Removal of State Election Commissioner: Judicial Authority

In this blog, I will try to explore the process and considerations involved in removing a State Election Commissioner, a vital role responsible for overseeing elections at the state level. Valid grounds for removal include misconduct, bias, or incapacity that affects their ability to perform duties impartially. The removal process begins with a complaint, followed by an independent inquiry or investigation. After analyzing the findings, a decision is made by the relevant authority, which can be subject to judicial review. This process ensures the integrity of electoral processes, upholds democracy, and reinforces public trust in the electoral system.

Article 243K(2) in The Constitution Of India:

(2) Subject to the provisions of any law made by the Legislature of a State the conditions of service and tenure of office of the State Election Commissioner shall be such as the Governor may by rule determine: Provided that the State Election Commissioner shall not be removed from his office except in like manner and on the like ground as a Judge of a High Court and the conditions of service of the State Election Commissioner shall not be varied to his disadvantage after his appointment

The steps for the removal of a Supreme Court or High Court judge are as follows:

  1. A motion for removal must be moved in either House of Parliament. The motion must be signed by at least 100 members of Lok Sabha or 50 members of Rajya Sabha.
  2. The motion must be admitted by the Speaker or Chairman of the respective House. If the motion is not admitted, the process ends there.
  3. If the motion is admitted, a three-member committee is appointed to investigate the allegations against the judge. The committee is headed by a sitting judge of the Supreme Court and the other two members are either retired judges of the Supreme Court or High Courts.
  4. The committee submits its report to the House that admitted the motion. The report is confidential and is not released to the public.
  5. If the report finds that the judge is guilty of misbehaviour or incapacity, the House that admitted the motion may pass a resolution by a two-thirds majority of the members present and voting, requesting the President to remove the judge from office.
  6. The President then decides whether to remove the judge from office. The President’s decision is final and cannot be challenged in court.

The removal of a Supreme Court or High Court judge is a serious matter and is only done in cases where there is clear evidence of misbehaviour or incapacity. The process for removal is designed to ensure that the independence of the judiciary is protected.
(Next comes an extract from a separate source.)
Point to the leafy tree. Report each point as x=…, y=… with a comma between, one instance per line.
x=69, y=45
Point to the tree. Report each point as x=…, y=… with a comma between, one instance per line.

Legal provisions for removal of Judges:

  • Article 124(2)(b) of the Constitution states that a Supreme Court or High Court judge may be removed from office in the manner specified in clause (4) of the same article.
  • Article 124(4) of the Constitution states that a Supreme Court judge can only be removed from office by an order of the President, following a motion passed by both Houses of Parliament with a two-thirds majority of the members present and voting. The motion must be based on the grounds of proved misbehaviour or incapacity.
  • Article 124(5) of the Constitution states that Parliament may enact laws to regulate the procedure for presenting an address to the President and for investigating and proving the misbehaviour or incapacity of a judge under clause (4).
  • Article 217(1)(b) of the Constitution states that a High Court judge may be removed from office by the President in the same manner as a Supreme Court judge is removed from office.
  • The Judges (Inquiry) Act, 1968 provides for the procedure for investigating allegations of misbehaviour or incapacity against a judge. It also sets out the powers of the Inquiry Committee and the manner in which its report is to be addressed to the concerned House of Parliament.
  • The Judges Inquiry Rules, 1969 provide further details on the procedure for removing a judge, including the composition of the Inquiry Committee and the evidence that can be considered by the Committee.

Landmark cases of Removal of Judges in India

No Judge till date has been removed in India, there have been attempts to remove Judges in India.

In the first attempt to remove a judge in India, Supreme Court Judge V. Ramaswami faced allegations of financial irregularities in 1991. An unbiased three-member Inquiry Committee was set up to investigate the judge as per the Judges (Inquiry) Act, 1968. However, the Lok Sabha was dissolved before the committee could submit its report.

Chief Justice P.D. Dhinakaran, formerly of the Madras High Court and later the Sikkim High Court, faced an investigation by the Judicial Committee. He was accused of land grab and abuse of judicial office. However, he resigned in 2011 before any action could be taken against him.

Justice Soumitra Sen of the Calcutta High Court was charged with misappropriating 33.2 lakhs under his custody. He was removed by the Rajya Sabha but chose to resign in 2011 to retain post-retirement privileges.

Justice J.B. Paridawala of the Gujarat High Court made objectionable remarks on reservation, leading to an impeachment notice by the Parliamentarians. However, he retracted his remarks, and the impeachment process was discontinued.

Justice C.V. Nagarjuna Reddy of the Andhra Pradesh High Court faced two unsuccessful impeachment attempts by the Rajya Sabha. He was accused of victimizing a Dalit junior Civil Court Judge, interfering in judicial processes, and making caste slurs.